Jaleel Muhiyaddeen Qadirie, tsunami survivor and servant of Allah, reaches into his breast pocket and extracts a crisp 1,000 rupee bill. He places it in my hands, and holds it there.
“When you return home,” the Imam says. “Buy your mother a bowl of fresh fruit.”
As we leave the mosque and reclaim our shoes, I query Dilan. “Do you understand why he did that?”
“Of course,” my guide replies. “He is Muslim. Very generous people. And by the way…”
“Yes?”
“Your own fruit bowl is still on your head.”
* * *
I spend the hot afternoon indoors, writing up my notes. By the time I leave my room it’s half past six. I walk slowly along the seaside promenade of Galle Face Road, and buy 20 rupees worth of potato chips from a street vendor. The bag is homemade, folded from a page cut from an old science textbook: an illustration of the lunar module, en route to the Moon.

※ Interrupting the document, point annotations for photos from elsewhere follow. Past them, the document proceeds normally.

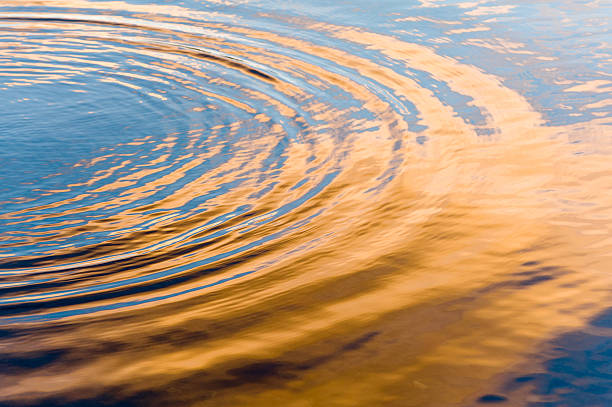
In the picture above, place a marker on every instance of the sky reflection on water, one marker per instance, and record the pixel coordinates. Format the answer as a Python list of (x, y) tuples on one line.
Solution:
[(305, 204)]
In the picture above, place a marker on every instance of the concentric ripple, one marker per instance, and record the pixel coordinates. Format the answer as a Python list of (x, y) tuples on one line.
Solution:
[(184, 190)]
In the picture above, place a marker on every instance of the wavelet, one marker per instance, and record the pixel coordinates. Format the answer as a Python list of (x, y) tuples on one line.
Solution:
[(226, 204)]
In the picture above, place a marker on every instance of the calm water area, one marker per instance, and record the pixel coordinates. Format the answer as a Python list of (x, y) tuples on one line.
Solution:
[(305, 203)]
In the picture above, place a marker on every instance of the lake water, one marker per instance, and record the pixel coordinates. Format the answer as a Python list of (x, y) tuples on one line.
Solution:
[(305, 203)]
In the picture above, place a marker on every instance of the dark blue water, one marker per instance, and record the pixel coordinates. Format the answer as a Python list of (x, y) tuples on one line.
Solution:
[(244, 203)]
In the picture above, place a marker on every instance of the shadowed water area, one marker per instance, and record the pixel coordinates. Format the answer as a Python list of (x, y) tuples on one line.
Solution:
[(305, 203)]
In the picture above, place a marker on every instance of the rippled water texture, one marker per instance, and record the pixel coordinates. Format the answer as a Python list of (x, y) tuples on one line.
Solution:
[(304, 203)]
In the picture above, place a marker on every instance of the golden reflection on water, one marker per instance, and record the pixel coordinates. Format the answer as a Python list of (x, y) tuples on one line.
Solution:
[(424, 293)]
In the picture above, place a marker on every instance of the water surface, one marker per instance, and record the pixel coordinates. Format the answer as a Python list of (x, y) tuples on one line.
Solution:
[(254, 203)]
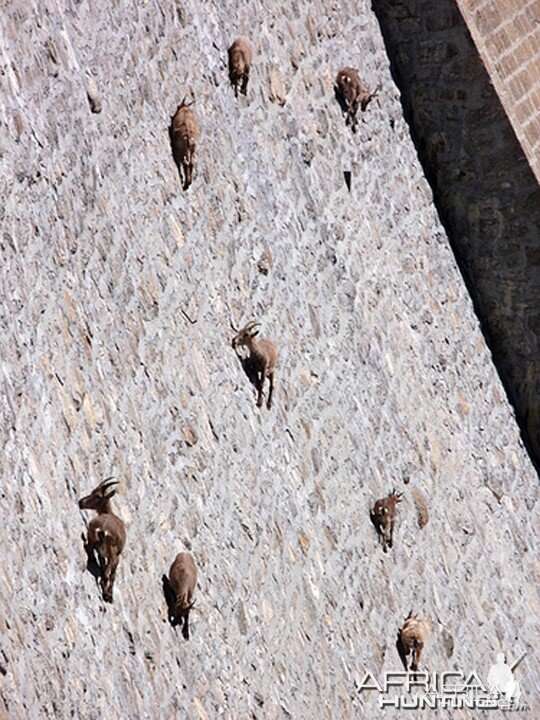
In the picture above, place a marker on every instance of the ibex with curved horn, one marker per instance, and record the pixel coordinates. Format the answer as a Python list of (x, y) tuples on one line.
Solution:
[(240, 59), (184, 134), (411, 640), (261, 361), (182, 581), (383, 516), (106, 534)]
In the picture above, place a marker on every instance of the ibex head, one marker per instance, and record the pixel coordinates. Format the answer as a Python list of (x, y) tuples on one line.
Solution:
[(98, 499)]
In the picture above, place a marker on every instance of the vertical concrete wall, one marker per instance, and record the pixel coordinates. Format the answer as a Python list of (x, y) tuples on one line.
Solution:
[(483, 185), (507, 35)]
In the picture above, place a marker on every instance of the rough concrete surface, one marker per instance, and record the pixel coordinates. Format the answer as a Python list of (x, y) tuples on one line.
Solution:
[(118, 293)]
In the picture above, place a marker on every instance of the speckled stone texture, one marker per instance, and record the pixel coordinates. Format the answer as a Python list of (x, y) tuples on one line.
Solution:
[(118, 294)]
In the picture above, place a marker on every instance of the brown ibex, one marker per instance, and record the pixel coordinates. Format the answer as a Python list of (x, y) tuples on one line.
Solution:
[(106, 534), (351, 94), (411, 639), (240, 59), (181, 585), (261, 361), (383, 516), (184, 134)]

Sunset comes quickly near the fast-moving equator. The Arabian Sea fills the western horizon, pink-tinged gray from north to south. A few weeks ago, people walked along this beach in silence, staring fearfully at the swell. The healing process is well underway, but one wonders if the lessons have been learned — and not just in South Asia.
“You can read a thousand books,” the monk in Kandy told the assembled crowd, “but if you don’t apply them to your life, you haven’t learned anything. In the same way, if mankind ignores nature, and the language of nature, we will always be caught unawares. The sea warned us, when it pulled away from the shore; many people treated it like a curiosity. Many who were warned thought it was a joke. Those who understood, survived. Those who didn’t, perished.”
I munch a few chips and look west, toward the tankers on the horizon. Below, along the breakwater, the surf slaps the shore with a steady, gentle rhythm. Couples and children frolic on the sand, gleefully dodging the waves.